Most common error messages a user is likely to see on your site is a 404 error, or ‘page not found’. No matter how careful you are checking broken links and ensuring everything works correctly on your site, users can still trigger one by typing an incorrect URL, or using an old, outdated link to a long-gone page on your site.
On the Stem site, we like to keep things simple: we offer a plain language message, and display a search box for users to try their hand at searching for the content. This way, if the content is actually on the site, they will be able to access it. The message is displayed any time someone tries to access a URL on the site that doesn’t actually exist.
Some basic things to keep in mind when designing 404 errors:
- Keep your audience in mind. The average user doesn’t know what ‘404’ refers to; however, ‘Page not found’ is understandable, without being condescending to more web-savvy users.
- Offer alternatives. Display a search box, a link to the homepage, or even a simplified site map. If possible, you could even show content related to what they may be looking for. You can also include a back button to return users to the last page in their browser history, but this can backfire if the page the user was previously on was not actually on your site.
- If possible, offer to help. This is especially important for sites whose sole purpose is to supply information. Include a contact form or email address; there could even be a phone number to encourage users to contact the company and get the information they were looking for.

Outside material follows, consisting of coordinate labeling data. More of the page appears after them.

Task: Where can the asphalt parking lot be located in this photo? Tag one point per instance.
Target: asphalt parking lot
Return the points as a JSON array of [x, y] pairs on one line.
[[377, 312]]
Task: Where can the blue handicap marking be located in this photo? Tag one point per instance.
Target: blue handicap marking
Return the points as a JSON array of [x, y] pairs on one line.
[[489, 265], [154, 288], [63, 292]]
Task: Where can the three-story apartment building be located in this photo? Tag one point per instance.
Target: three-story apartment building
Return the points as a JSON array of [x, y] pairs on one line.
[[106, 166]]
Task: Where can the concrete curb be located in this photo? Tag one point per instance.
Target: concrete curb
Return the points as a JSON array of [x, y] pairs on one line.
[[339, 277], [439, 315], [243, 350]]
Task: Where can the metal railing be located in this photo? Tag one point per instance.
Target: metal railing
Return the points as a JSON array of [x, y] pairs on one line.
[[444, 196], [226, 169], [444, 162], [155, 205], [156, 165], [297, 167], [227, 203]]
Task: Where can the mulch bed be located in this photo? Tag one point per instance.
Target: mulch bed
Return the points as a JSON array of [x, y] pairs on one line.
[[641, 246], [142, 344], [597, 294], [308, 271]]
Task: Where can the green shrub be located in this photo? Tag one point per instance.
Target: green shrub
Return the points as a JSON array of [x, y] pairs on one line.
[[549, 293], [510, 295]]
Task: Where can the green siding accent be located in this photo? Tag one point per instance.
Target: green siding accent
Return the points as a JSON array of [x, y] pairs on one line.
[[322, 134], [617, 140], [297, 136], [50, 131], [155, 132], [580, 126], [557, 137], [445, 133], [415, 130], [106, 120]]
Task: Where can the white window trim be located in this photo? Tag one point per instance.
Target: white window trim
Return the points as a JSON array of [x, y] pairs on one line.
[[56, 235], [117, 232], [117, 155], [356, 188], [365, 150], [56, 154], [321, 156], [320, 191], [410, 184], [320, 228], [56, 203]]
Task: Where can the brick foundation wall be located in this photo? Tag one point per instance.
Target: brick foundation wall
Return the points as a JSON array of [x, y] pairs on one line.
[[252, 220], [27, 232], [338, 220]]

- Lastly, make sure it appears when it should. This may be more of an issue for your dev team, but any time a 404 error is thrown by a website, the tailored message — and not a server error — should appear.
Heinz has a great example of a ‘page not found’ error, as well as a terrible one.
Here is Heinz’s ‘not found’ page:
This error message speaks to Heinz customers. It does not say outright that the page wasn’t found, but, keeping the brand front and centre, they say the page is empty and display an empty ketchup bottle at the bottom (successful product placement without compromising the message). They provide instructions to search the site from the primary navigation. They also display links to main pages, organized by section; even if a user does not see what they were originally looking for, something else on the site could catch their eye. Lastly, the rest of the site’s regular page elements are intact: the site’s design, primary and footer navigation, and company logo. There is a reason this example crops up on many, many ‘best 404 errors‘ lists.
So, how does Heinz also have a terrible example of a 404 page? The above version is only loaded when you type in a URL ending in .aspx – say, “http://www.heinz.com/404.aspx” or “http://www.heinz.com/stemlegal.aspx” — anything with that file extension. As soon as the file extension is wrong — even by using .asp, another valid file extension used on other websites — you get this:
A completely generic server error. This is what users would see when they mistype/forget the file extension, or follow a really old link that pre-dates the site’s use of ASP .NET (.aspx). It’s not helpful, it’s likely written by developers, and, to many, it’s completely incomprehensible.
A friendly site can quickly become unfriendly when it displays confusing or useless error messages. Don’t forget to extend your copywriting, content strategy and branding even to pages you hope users will never see — you won’t regret it!